CHFX-FM
- Halifax, Nova Scotia; Canada;
- Broadcast area: Halifax Regional Municipality
- Frequency: 101.9 MHz
- Branding: FX101.9

Programming
- Format: Country

Ownership
- Owner: Maritime Broadcasting System
- Sister stations: CHNS-FM

History
- First air date: November 1947
- Call sign meaning: "Halifax"

Technical information
- Class: C
- ERP: 91,000 watts horizontal polarization only
- HAAT: 230.5 metres (756 ft)

Links
- Website: fx1019.ca

= CHFX-FM =

Radio station in Halifax, Nova Scotia

CHFX-FM is a Canadian radio station broadcasting at 101.9 FM in Halifax, Nova Scotia. The station currently plays a country format branded on-air as FX101.9. CHFX's studios are located at 90 Lovett Lake Court, while its transmitter is located on Washmill Lake Drive in Clayton Park. The station is owned and operated by the Maritime Broadcasting System, which also owns sister station CHNS-FM.
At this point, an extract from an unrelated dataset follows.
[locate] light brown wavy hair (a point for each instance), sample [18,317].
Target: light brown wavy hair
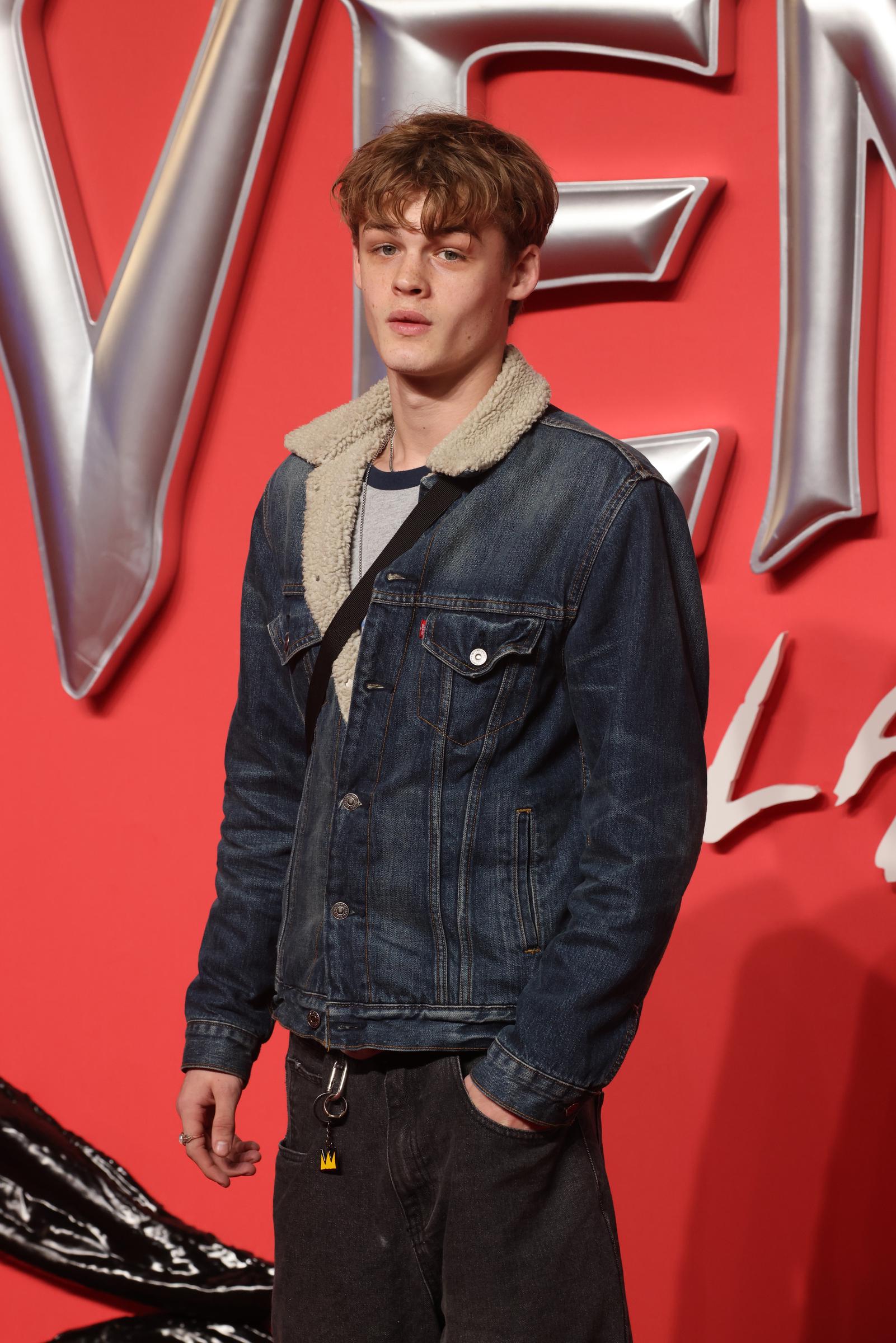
[473,173]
The station has been on the air since November 1947, beginning as a simulcast of its sister station CHNS when it was an AM station. It gained its current callsign CHFX and switched to country music at the beginning of the 1970s. It was originally known as Country 101 CHFX until the 90s when it became Hot Country 101.9 CHFX. In the early 2000s, It became simply Country 101 before adopting its current branding around late 2005.